PG-AID: An Anomaly-based Intrusion Detection Method Using Provenance Graph

Published: 01 Jan 2024, Last Modified: 17 Sept 2024CSCWD 2024EveryoneRevisionsBibTeXCC BY-SA 4.0
Abstract: Intrusion detection is a technique used to identify malicious activities that occur in an organization’s information system, and plays a vital role for security of collaborative systems. Provenance graphs, constructed from system-level audit logs, can capture the complex relations between system entities and associate activities across the entire system, thus provide rich contextual information for intrusion detection. As a result, multiple intrusion detection methods leverage provenance graphs to detect stealthy and persistent malicious activities, known as provenancebased intrusion detection systems (PIDS). However, existing PIDS cannot detect malicious activities with fine granularity without prior knowledge of attack patterns. In this paper, we propose PG-AID, an anomaly-based intrusion detection method using provenance graph.

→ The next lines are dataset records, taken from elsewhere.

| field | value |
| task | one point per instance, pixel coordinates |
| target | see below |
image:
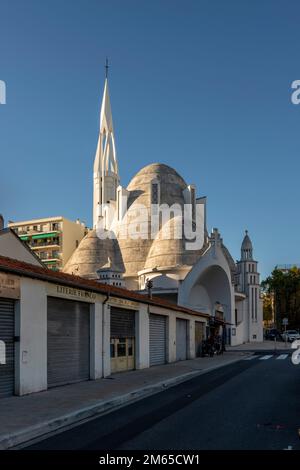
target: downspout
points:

PG-AID first converts system-level audit logs into provenance graph data, which are separated into temporal-ordered snapshots. Then to isolate intrusion-related activities, critaical paths in the snapshot are extracted, which are subsequently aggregated to get the snapshot embedding. By modeling the temporal relationships between normal snapshots, PG-AID detects abnormal graphs that exhibits different temporal relations. Finally, critical paths in the abnormal graphs are presented as intrusion indicators. We use DARPA’s (Defense Advanced Research Projects Agency) Transparent Computing (TC) datasets to evaluate PG-AID’s performance. The results show that PG-AID can effectively detect intrusions and provide detailed information about intrusions with low memory utilization.